I might have said "...would (or could)." But, then, I'm more skeptical of such notions.
Sean
Sean,
The last time I heard any figures, it was something like: the richest 50 individuals own as much as the poorest 50% of the world population. That sounds like an exaggeration. Maybe it is. But the real figure is pretty startling, nevertheless.
Paul.
Kaor, Paul!
And that does not bother me, per se. A man has a right to whatever he has lawfully earned or gained. Bill Gates did not become a multi-billionaire because he robbed people at gun point. He and his partners developed a product, computers, produced at relatively low prices which, as we know, REALLY took off, world wide. And the same thing has happened with many other goods or services. So I approve of billionaires whose inventions and services have enriched us!
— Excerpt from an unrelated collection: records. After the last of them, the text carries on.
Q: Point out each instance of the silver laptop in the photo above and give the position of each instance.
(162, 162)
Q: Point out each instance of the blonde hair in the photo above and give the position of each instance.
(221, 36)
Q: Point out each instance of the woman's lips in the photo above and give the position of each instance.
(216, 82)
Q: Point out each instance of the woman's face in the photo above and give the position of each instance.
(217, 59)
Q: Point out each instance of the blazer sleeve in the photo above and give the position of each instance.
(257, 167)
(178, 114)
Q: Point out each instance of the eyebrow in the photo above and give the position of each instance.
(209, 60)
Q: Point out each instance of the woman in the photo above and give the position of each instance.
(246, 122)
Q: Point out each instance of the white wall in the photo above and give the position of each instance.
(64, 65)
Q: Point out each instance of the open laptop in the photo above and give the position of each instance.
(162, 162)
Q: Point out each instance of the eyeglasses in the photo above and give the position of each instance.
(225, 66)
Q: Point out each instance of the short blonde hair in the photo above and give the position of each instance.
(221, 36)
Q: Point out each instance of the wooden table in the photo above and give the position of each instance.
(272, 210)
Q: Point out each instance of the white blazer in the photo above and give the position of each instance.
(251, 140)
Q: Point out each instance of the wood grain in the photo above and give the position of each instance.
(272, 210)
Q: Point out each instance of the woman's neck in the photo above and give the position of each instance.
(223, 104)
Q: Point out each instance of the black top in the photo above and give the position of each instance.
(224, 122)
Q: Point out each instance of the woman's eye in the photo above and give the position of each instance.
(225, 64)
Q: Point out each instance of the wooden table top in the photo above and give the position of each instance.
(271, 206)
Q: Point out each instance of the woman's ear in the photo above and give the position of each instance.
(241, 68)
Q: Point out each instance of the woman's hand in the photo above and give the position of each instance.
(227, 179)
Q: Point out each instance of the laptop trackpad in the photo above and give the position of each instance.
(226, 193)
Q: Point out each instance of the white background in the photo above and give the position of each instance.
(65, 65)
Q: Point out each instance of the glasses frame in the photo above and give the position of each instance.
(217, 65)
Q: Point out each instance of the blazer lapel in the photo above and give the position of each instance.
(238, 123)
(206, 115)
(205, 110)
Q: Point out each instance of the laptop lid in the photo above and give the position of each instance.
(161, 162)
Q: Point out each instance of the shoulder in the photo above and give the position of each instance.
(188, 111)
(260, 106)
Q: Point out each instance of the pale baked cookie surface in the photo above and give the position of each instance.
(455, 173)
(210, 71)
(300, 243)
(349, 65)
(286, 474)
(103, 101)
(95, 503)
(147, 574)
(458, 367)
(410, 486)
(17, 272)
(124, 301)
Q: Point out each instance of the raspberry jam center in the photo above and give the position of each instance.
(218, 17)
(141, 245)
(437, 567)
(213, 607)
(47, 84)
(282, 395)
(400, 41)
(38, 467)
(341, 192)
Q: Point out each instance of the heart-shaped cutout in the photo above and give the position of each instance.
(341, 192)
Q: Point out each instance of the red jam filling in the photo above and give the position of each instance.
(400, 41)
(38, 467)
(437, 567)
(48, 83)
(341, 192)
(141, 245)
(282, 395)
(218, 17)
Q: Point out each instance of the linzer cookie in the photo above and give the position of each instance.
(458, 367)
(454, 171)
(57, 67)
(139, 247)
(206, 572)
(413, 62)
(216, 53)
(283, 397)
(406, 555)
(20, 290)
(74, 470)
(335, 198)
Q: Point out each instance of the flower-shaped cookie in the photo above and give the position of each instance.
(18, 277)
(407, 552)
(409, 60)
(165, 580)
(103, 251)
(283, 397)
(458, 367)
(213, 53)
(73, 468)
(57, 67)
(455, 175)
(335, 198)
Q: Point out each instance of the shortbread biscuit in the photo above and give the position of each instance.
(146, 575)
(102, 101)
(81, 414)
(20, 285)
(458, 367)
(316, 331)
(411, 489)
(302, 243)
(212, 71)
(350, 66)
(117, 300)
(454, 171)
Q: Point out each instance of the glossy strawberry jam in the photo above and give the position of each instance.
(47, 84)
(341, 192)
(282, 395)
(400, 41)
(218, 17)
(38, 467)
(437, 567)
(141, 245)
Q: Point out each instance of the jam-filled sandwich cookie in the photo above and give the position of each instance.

Large parts of the world are poor not because of sinister billionaires, but because of sheerly BAD, incompetent, corrupt, tyrannical, or blundering gov'ts.
Sean
Sean,
But Gates (I believe he is a good guy and does a lot of good with that money) did not do the work to create all that wealth. The economic system by which he employs some people and invests in the labor of others enables him to accumulate wealth produced by the labor of others who then have no control over it. I think that this imbalance causes a lot of other social conflicts and problems.
Paul.
Kaor, Paul!
I'm sorry, but I still disagree. I deny anyone, much less the state, any state, has any right to tell any man how much wealth he can earn if no force, fraud, violence, coercion, extortion, etc., had been used. I don't TRUST anyone to have that kind of power.
Bill Gates and his partners were the ones who thought of the concept of manufacturing and selling computers at relatively cheap prices. Not the employees of all kinds who did the engineering/physical work. The value of their labor lay not in what they helped to produce but in how much Microsoft was willing or able to pay them. And that in turn goes back to whether their customers were willing to buy Microsoft products. They were not the ones who discovered a niche for personal computers, it was Bill Gates and other entrepreneurs like him.
Bluntly, laborers deserved only what ever pay and/or other benefits were agreed on by them and their employers. But that doesn't mean they can't or shouldn't gain a bigger slice of the pie. E.g., such as by buying stock in companies like Microsoft.
Sean
Sean,
Thanks. There is more that can be said, of course, but I think we have thrashed that issue thoroughly enough for the time being.
Paul.
Kaor, Paul!
It seems like it! It comes down to me agreeing with the basic insights of the Austrian school of economics.